More than 33 million people are affected by the floods and with much of the country’s agricultural land underwater, the Pakistani government is warning of an impending food shortage.
When large swaths of Pakistan flooded in 2010, 20 million people were affected. The former Harper government pledged $71.8 million for relief efforts, including $46.8 million from donations Ottawa had matched.
Ian Smillie, a longtime international development practitioner, said he is perplexed by the federal government’s failure to match more funding or offer to triple donations.
The $3 million commitment is “peanuts,” he said. “The situation there is dire and it’s been dire for weeks.”
Smillie said Ottawa generally tries to channel funding through Canadian non-governmental organizations that don’t have a large presence in Pakistan.

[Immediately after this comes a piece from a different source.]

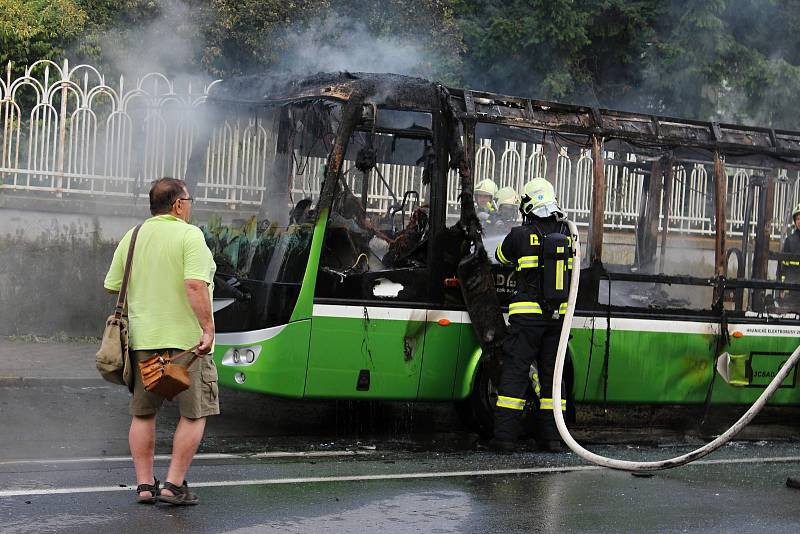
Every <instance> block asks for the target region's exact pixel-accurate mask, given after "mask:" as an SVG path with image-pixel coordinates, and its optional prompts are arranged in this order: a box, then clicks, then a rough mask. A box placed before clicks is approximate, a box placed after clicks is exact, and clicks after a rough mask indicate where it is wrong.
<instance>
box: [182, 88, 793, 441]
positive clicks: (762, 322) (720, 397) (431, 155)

But the Humanitarian Coalition, he said, includes multinational charities that know how to deploy funding to those most in need on the ground, at multiples more than what Canada has offered.
“They’re bound to say that it’s generous, and every little bit helps, but $3 million isn’t very much,” Smillie said.
Human Concern International, a Canadian charity that is not part of the coalition and that will not receive matching donations from Ottawa, warned the floods risk reversing gains in education and child health in some of the poorest regions of the country.
“What you’re looking at is 33 million people, close to the population of Canada, that have been affected by the floods,” said Mohamed Noorani, the charity’s deputy executive director.
“Dollar-wise, it’s quite clear that it’s not going to address the need as it is right now.”
International Development Minister Harjit Sajjan is in Pakistan now witnessing the devastation. Neither his office nor Global Affairs Canada would explain how they determined the amount of donations to match.
“We continue to look at ways to provide support to the people of Pakistan and we stand ready to provide additional assistance, as appropriate and based on needs,” wrote department spokesperson Marilyne Guevremont.